On commercial vehicles, especially on tractor trailers, the challenge is larger. Here we have two units, the power unit (the tractor) and a non-power unit (a trailer). You need two units that have to work together, and these are articulated vehicles, so the challenge of highly automating these vehicles is going to be higher on this type of vehicle than on a passenger car. With an 80,000-lb vehicle carrying high values of freight, we’re going to have to make sure this technology is fool-proof, so it’s probably going to take us a little bit longer, and what I think you’re going to start to see is levels of technology being introduced. You will gradually see higher and higher levels of automation taking place on heavy trucks. To the point where one day you might have trucks going down the road without drivers, but that’s so far in the future, I believe, that we don’t really need to focus on that right now.

What are some of the other operator-assist features that we’ll soon begin seeing on vehicles?

There are two types of levels of steering assist. One could be a lane-keeping assist where the vehicle starts to deviate from the lane without the driver really intending for that to happen. This system can do a self-centering type of maneuver where it will temporarily intervene and try to re-center the vehicle in the lane. The bigger step would be in certain conditions, and this was shown on the Freightliner Inspiration vehicle, where the driver can cede lateral control, or steering control, to the technology. If you’re in a platooning event and the driver is comfortable, the traffic conditions are acceptable, and the weather conditions are acceptable, the driver can maybe engage the automatic steering, and in this case, theoretically, the vehicle would just steer on its own and it would maybe just follow a lead vehicle and the driver would be there to monitor the situation but won’t be responsible for keeping that vehicle centered in the lane. It will be in full-time control while the vehicle is in a platooning environment.

What are some of the main benefits in terms of platooning?  

When you’re going at highway speeds, aerodynamic drag is eating up a lot of your fuel. If you can run vehicles close together, you can make the overall platooning train much more aerodynamically efficient. You even have improvement of the lead vehicle because you reduce the aerodynamic drag in the back of that vehicle. For a following vehicle, you could see improvement of anywhere from 6-9% in fuel economy. It can be tremendously advantageous, if we can do it reliably. I believe in the near term we’ll be able to achieve that. In addition, one of the advantages, especially in the future where you can have more and more vehicles in the platooning environment, is the throughput on the highways. One of the main reasons you see traffic jams is you see acceleration/deceleration, acceleration/deceleration. In a platooning environment, to achieve that high level of fuel economy what you want to do is run at a constant speed.
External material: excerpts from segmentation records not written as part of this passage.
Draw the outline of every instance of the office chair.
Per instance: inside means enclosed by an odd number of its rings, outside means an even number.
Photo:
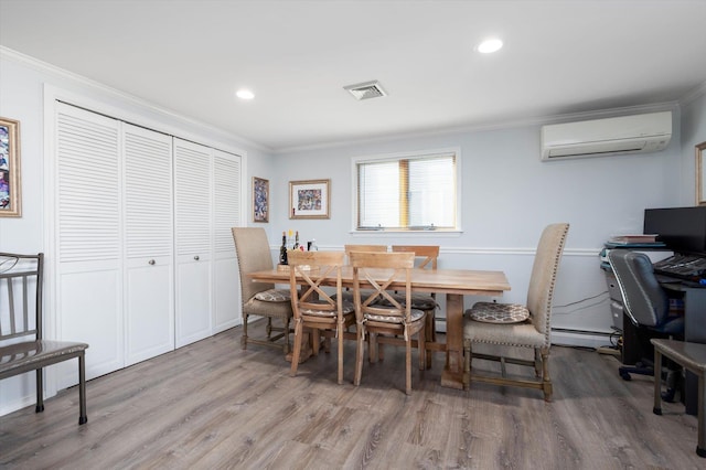
[[[644,343],[643,354],[649,354],[634,366],[621,365],[620,376],[629,381],[630,374],[654,375],[654,363],[651,359],[651,338],[682,339],[684,337],[684,317],[670,314],[670,298],[660,286],[652,261],[648,255],[628,249],[612,249],[608,253],[608,261],[618,280],[622,293],[623,310],[630,321],[638,328],[640,343]],[[664,399],[672,402],[676,387],[676,371],[667,373],[667,392]]]

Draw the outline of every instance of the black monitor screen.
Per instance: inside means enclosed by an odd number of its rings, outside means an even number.
[[[644,233],[673,252],[706,254],[706,206],[645,209]]]

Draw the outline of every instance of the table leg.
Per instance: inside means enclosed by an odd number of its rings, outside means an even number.
[[[441,386],[463,389],[463,296],[446,295],[446,367]]]

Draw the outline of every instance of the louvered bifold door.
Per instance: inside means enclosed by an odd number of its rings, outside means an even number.
[[[62,340],[90,345],[86,378],[124,366],[120,122],[57,104],[54,211],[56,320]],[[58,387],[77,383],[60,367]]]
[[[212,150],[174,138],[176,348],[211,335]]]
[[[240,224],[240,157],[214,150],[214,333],[240,323],[238,266],[231,232]]]
[[[124,124],[126,365],[174,349],[172,137]]]

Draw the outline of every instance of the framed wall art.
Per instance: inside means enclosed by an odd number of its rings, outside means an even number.
[[[329,218],[331,180],[289,182],[289,218]]]
[[[0,117],[0,217],[22,215],[20,121]]]
[[[253,222],[269,222],[269,180],[253,177]]]
[[[706,205],[706,142],[696,146],[696,204]]]

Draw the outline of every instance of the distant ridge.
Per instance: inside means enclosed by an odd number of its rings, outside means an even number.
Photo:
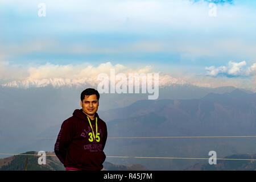
[[[47,152],[46,155],[55,155]],[[35,154],[37,152],[28,151],[22,154]],[[65,171],[63,164],[55,156],[47,156],[46,164],[38,164],[39,156],[14,155],[0,159],[0,171],[25,171],[26,158],[28,158],[27,171]],[[148,171],[142,165],[134,164],[130,166],[114,164],[105,161],[103,165],[104,171]]]

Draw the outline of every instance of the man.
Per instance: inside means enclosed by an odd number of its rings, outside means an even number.
[[[92,88],[81,93],[81,109],[62,123],[54,151],[67,171],[99,171],[106,159],[106,123],[96,113],[100,94]]]

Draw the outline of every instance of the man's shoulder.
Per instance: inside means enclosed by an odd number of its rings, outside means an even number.
[[[101,122],[103,125],[106,126],[106,122],[104,121],[103,121],[102,119],[98,117],[98,120],[99,120],[99,122]]]
[[[67,118],[67,119],[65,119],[64,121],[63,121],[63,124],[64,123],[74,123],[76,122],[77,121],[77,118],[74,115],[72,115],[71,117],[70,117],[69,118]]]

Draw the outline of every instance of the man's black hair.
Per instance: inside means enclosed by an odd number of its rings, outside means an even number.
[[[81,93],[81,101],[82,101],[85,96],[90,96],[93,94],[96,94],[97,99],[98,101],[98,100],[100,99],[100,94],[97,90],[90,88],[86,89]]]

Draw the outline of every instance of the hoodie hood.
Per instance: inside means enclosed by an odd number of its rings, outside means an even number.
[[[82,119],[88,121],[88,119],[87,118],[87,115],[86,115],[85,113],[82,112],[82,109],[76,109],[74,112],[73,113],[73,115],[75,115],[75,117],[81,118]],[[98,119],[99,119],[99,117],[98,115],[98,113],[95,113],[95,117],[98,118]]]

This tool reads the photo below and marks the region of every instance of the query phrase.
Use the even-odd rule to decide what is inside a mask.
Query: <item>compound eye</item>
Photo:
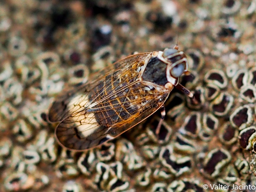
[[[184,73],[186,68],[186,64],[181,63],[176,65],[171,70],[171,75],[174,77],[179,77]]]
[[[164,51],[163,56],[164,57],[168,58],[168,57],[178,52],[178,50],[174,49],[166,49]]]

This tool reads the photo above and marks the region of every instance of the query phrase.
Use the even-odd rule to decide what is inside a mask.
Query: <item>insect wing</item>
[[[99,82],[103,81],[105,77],[116,71],[117,79],[118,79],[125,71],[129,72],[129,69],[135,61],[143,60],[149,53],[146,52],[129,56],[125,59],[119,60],[110,65],[109,67],[101,71],[92,74],[88,79],[89,81],[84,84],[78,87],[73,88],[71,90],[69,89],[66,91],[64,90],[58,96],[50,108],[48,115],[49,120],[52,122],[59,122],[68,116],[72,116],[72,113],[76,113],[76,110],[79,109],[76,106],[74,107],[75,108],[68,107],[69,105],[69,108],[73,108],[72,106],[70,106],[70,103],[75,98],[77,100],[77,104],[81,102],[84,104],[84,101],[85,98],[86,98],[87,95],[99,85]],[[94,99],[96,100],[99,99],[96,96]],[[85,100],[87,100],[86,99]]]
[[[141,92],[141,88],[137,92]],[[92,109],[73,113],[64,119],[55,130],[57,137],[62,145],[70,149],[93,148],[113,139],[152,115],[162,106],[168,95],[155,94],[160,101],[153,95],[144,95],[143,99],[130,100],[119,98],[122,102],[114,106],[112,103],[116,100],[104,100]],[[113,108],[116,109],[114,112]],[[125,113],[127,114],[121,114]]]

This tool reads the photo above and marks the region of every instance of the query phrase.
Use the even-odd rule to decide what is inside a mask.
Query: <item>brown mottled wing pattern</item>
[[[160,87],[150,90],[149,82],[135,81],[138,67],[148,54],[121,60],[123,64],[118,64],[119,69],[53,103],[50,115],[58,110],[56,105],[66,102],[64,110],[53,118],[60,121],[55,134],[62,145],[77,150],[95,147],[140,123],[162,105],[169,92],[159,91]]]
[[[69,91],[64,91],[58,96],[52,105],[48,115],[49,120],[51,122],[58,122],[67,118],[71,115],[70,111],[72,111],[72,109],[68,108],[68,106],[77,93],[88,94],[91,90],[98,85],[99,82],[104,81],[107,76],[118,69],[124,70],[125,67],[128,67],[124,71],[128,70],[129,67],[133,64],[135,60],[143,60],[150,53],[146,52],[131,55],[126,58],[125,60],[121,60],[110,64],[109,67],[91,75],[88,78],[89,82],[85,84],[78,87],[71,88]],[[117,75],[117,78],[122,75],[122,71],[120,72],[120,74]],[[77,98],[78,102],[83,100],[84,97],[81,96],[81,98]],[[94,99],[95,100],[98,100],[97,97],[95,96]],[[75,113],[75,111],[72,112]]]

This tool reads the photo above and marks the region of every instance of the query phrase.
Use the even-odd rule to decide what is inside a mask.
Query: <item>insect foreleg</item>
[[[191,93],[190,91],[185,87],[184,86],[179,83],[175,87],[177,89],[178,89],[185,95],[187,95],[189,97],[190,97],[193,100],[193,102],[195,105],[198,104],[198,101],[195,98],[193,93]]]

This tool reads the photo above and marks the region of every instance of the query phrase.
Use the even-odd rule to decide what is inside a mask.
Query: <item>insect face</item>
[[[59,122],[55,131],[59,143],[76,151],[93,148],[160,109],[159,132],[164,104],[173,87],[193,97],[179,84],[187,72],[187,58],[175,46],[128,56],[93,74],[87,83],[62,93],[50,109],[49,119]]]

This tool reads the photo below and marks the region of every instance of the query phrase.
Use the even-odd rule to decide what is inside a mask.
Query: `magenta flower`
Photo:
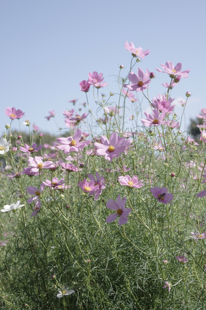
[[[75,117],[72,117],[72,116],[70,116],[68,118],[70,122],[74,123],[76,125],[77,125],[81,121],[83,121],[83,120],[85,119],[88,115],[89,113],[88,113],[88,114],[87,114],[86,112],[81,116],[78,114],[77,113],[76,113]]]
[[[102,78],[103,76],[102,73],[100,73],[98,74],[96,71],[94,71],[92,73],[90,72],[88,74],[88,76],[89,78],[88,82],[94,86],[96,86],[96,84],[101,83],[104,80],[104,78]]]
[[[164,203],[165,205],[168,203],[172,204],[171,201],[174,198],[173,195],[171,193],[168,193],[167,189],[166,187],[162,187],[160,188],[155,186],[154,188],[150,189],[150,191],[159,202]]]
[[[104,183],[105,178],[102,175],[100,177],[99,174],[96,171],[95,172],[96,177],[91,174],[88,175],[88,178],[91,181],[93,181],[95,182],[95,185],[98,185],[99,188],[95,192],[94,195],[94,200],[97,200],[99,196],[101,194],[102,190],[105,188],[105,184]]]
[[[182,256],[181,256],[181,255],[179,255],[179,256],[176,256],[175,257],[180,263],[186,264],[186,263],[188,262],[188,259],[187,257],[184,256],[184,255],[183,255]]]
[[[43,183],[41,183],[40,184],[39,190],[35,186],[28,186],[27,187],[26,189],[27,189],[28,193],[30,195],[34,195],[34,197],[29,198],[26,201],[28,203],[31,203],[34,200],[38,199],[45,187],[45,185]]]
[[[124,47],[126,50],[132,53],[132,55],[134,57],[137,57],[138,56],[142,59],[144,59],[145,56],[149,55],[150,53],[149,50],[143,51],[141,47],[135,48],[132,42],[129,44],[127,41],[126,43],[124,43]]]
[[[47,161],[43,162],[39,157],[35,156],[35,159],[29,156],[27,161],[32,168],[31,169],[32,172],[37,172],[42,169],[47,169],[48,168],[54,168],[55,166],[52,162]]]
[[[85,93],[87,92],[89,89],[91,85],[90,83],[89,83],[88,81],[86,81],[86,80],[82,81],[79,83],[79,86],[82,91],[84,91]]]
[[[50,115],[49,115],[48,116],[45,116],[44,118],[47,118],[47,120],[48,121],[49,121],[51,117],[54,117],[54,115],[55,115],[55,111],[54,111],[53,110],[51,110],[51,111],[49,111],[48,112],[48,113],[50,113]]]
[[[170,290],[171,285],[169,284],[169,282],[167,281],[165,281],[164,283],[165,283],[165,285],[163,286],[163,289],[166,289],[166,288],[168,287],[169,293]]]
[[[126,202],[126,197],[125,196],[121,200],[121,198],[119,194],[117,198],[117,202],[114,201],[112,199],[110,199],[107,202],[106,206],[108,209],[111,209],[116,211],[115,213],[110,214],[107,216],[106,221],[107,223],[111,223],[119,216],[119,224],[120,226],[123,224],[126,224],[128,221],[127,217],[132,211],[130,208],[126,208],[125,204]]]
[[[153,116],[152,116],[148,112],[145,112],[145,114],[147,118],[146,119],[142,118],[140,120],[141,122],[145,126],[158,126],[162,124],[167,124],[168,121],[163,121],[166,112],[163,111],[161,115],[159,115],[159,111],[157,109],[154,109],[152,111]]]
[[[26,143],[24,145],[24,147],[23,146],[20,146],[19,149],[22,152],[28,152],[29,153],[33,153],[34,152],[38,152],[38,151],[42,148],[43,144],[41,144],[38,148],[37,147],[37,144],[34,142],[31,146],[28,145]]]
[[[151,82],[150,78],[150,72],[148,69],[146,69],[145,74],[141,68],[138,68],[137,74],[136,75],[134,72],[131,72],[129,73],[128,78],[132,84],[124,84],[124,87],[127,87],[130,91],[142,91],[144,89],[149,88],[146,86]]]
[[[99,184],[96,184],[93,181],[88,182],[86,179],[83,180],[83,182],[80,181],[78,184],[83,192],[89,193],[89,196],[93,195],[99,189]]]
[[[80,142],[82,135],[82,131],[81,129],[78,129],[75,131],[74,137],[57,138],[57,141],[62,144],[57,146],[57,148],[64,150],[64,153],[69,153],[72,151],[78,152],[79,150],[88,145],[91,142],[91,140]]]
[[[129,175],[126,175],[125,176],[119,176],[118,179],[121,185],[126,185],[130,187],[140,188],[144,185],[143,183],[143,180],[138,181],[137,175],[134,175],[132,179]]]
[[[200,233],[199,232],[197,231],[195,233],[194,232],[191,232],[192,238],[193,238],[196,240],[199,239],[205,239],[206,238],[206,232],[203,232],[202,233]]]
[[[18,172],[15,173],[12,172],[11,175],[6,175],[7,176],[8,176],[10,177],[9,181],[11,181],[13,178],[16,178],[17,179],[20,178],[21,175],[23,174],[24,172],[20,172],[19,171],[18,171]]]
[[[190,70],[188,69],[181,72],[181,70],[182,69],[182,66],[180,62],[178,63],[174,67],[174,65],[171,61],[167,61],[165,64],[161,64],[161,67],[166,72],[163,71],[162,70],[161,70],[160,69],[158,69],[157,68],[155,69],[159,72],[168,73],[169,75],[170,78],[173,78],[177,75],[184,78],[188,78],[188,73],[190,71]]]
[[[29,176],[33,176],[34,175],[37,175],[39,174],[39,173],[37,172],[34,172],[31,171],[32,168],[30,167],[27,167],[26,168],[24,168],[23,172],[22,172],[24,174],[27,175]]]
[[[42,204],[41,203],[41,201],[39,199],[38,199],[37,200],[36,202],[35,203],[35,206],[34,207],[33,209],[33,210],[34,210],[34,212],[33,212],[31,215],[31,217],[32,218],[32,216],[34,216],[34,215],[36,215],[36,219],[37,219],[37,212],[40,210],[40,208],[41,208],[42,206]]]
[[[110,162],[114,157],[120,156],[119,153],[123,152],[126,148],[132,142],[130,139],[126,140],[124,138],[118,136],[116,132],[113,132],[109,140],[105,135],[101,137],[101,143],[95,142],[94,144],[98,155],[104,156],[105,159]]]
[[[4,109],[4,111],[7,116],[8,116],[11,119],[19,119],[22,117],[24,115],[24,112],[22,112],[21,110],[19,109],[16,110],[16,108],[13,107],[10,108],[7,107],[6,111]]]
[[[60,164],[68,172],[74,172],[79,170],[80,171],[82,170],[80,168],[78,169],[77,166],[74,166],[73,164],[65,164],[64,162],[61,162]]]

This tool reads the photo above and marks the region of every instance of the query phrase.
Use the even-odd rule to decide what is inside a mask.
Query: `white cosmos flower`
[[[10,142],[4,138],[2,138],[0,139],[0,154],[2,155],[5,154],[6,152],[7,152],[9,149],[9,144]]]
[[[58,290],[60,293],[57,294],[56,295],[56,297],[58,298],[60,298],[61,297],[63,297],[63,295],[67,296],[72,294],[73,293],[74,293],[75,292],[74,290],[69,290],[69,287],[65,288],[64,286],[62,287],[62,290],[61,290],[60,289],[59,289]]]
[[[20,200],[18,200],[16,204],[15,203],[12,203],[11,206],[9,206],[8,205],[4,206],[3,209],[2,209],[1,210],[2,212],[7,212],[7,211],[12,211],[13,210],[14,211],[18,208],[20,208],[24,206],[24,205],[20,205]]]

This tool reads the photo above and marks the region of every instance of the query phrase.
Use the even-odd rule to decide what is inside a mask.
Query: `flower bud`
[[[150,78],[154,78],[155,76],[154,75],[154,72],[150,72]]]
[[[177,76],[175,77],[174,79],[174,82],[175,83],[178,83],[181,79],[181,77],[179,77],[178,76]]]

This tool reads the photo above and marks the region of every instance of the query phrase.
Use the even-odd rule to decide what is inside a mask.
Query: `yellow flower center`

By doing that, you improve throughput on the highway and less acceleration/deceleration will also help the traffic situation.

What are some of the lessons learned thus far in autonomous technology from the mining and agricultural spaces?

One of the key lessons learned is that this is very achievable. In the mining environment, you don’t have a traffic situation, so you don’t have that level of challenge, however, you have lots of other challenges. These roads are not very wide, there are lots of people around. One key lesson learned is that this can be done. Same thing in the agricultural environment. There are tractors running now, more or less, autonomously. What we know is this can be achieved; this is not a pipe dream. Obviously, the levels of control and the ability to achieve those levels of control, a lot of that technology is going to port to the heavy truck, the commercial vehicle, and the on-road commercial vehicle. The same thing is on the passenger side. Sensors that are in high-volume demand for light vehicles are starting to be used in heavy vehicles as well. What that does is makes the system more affordable.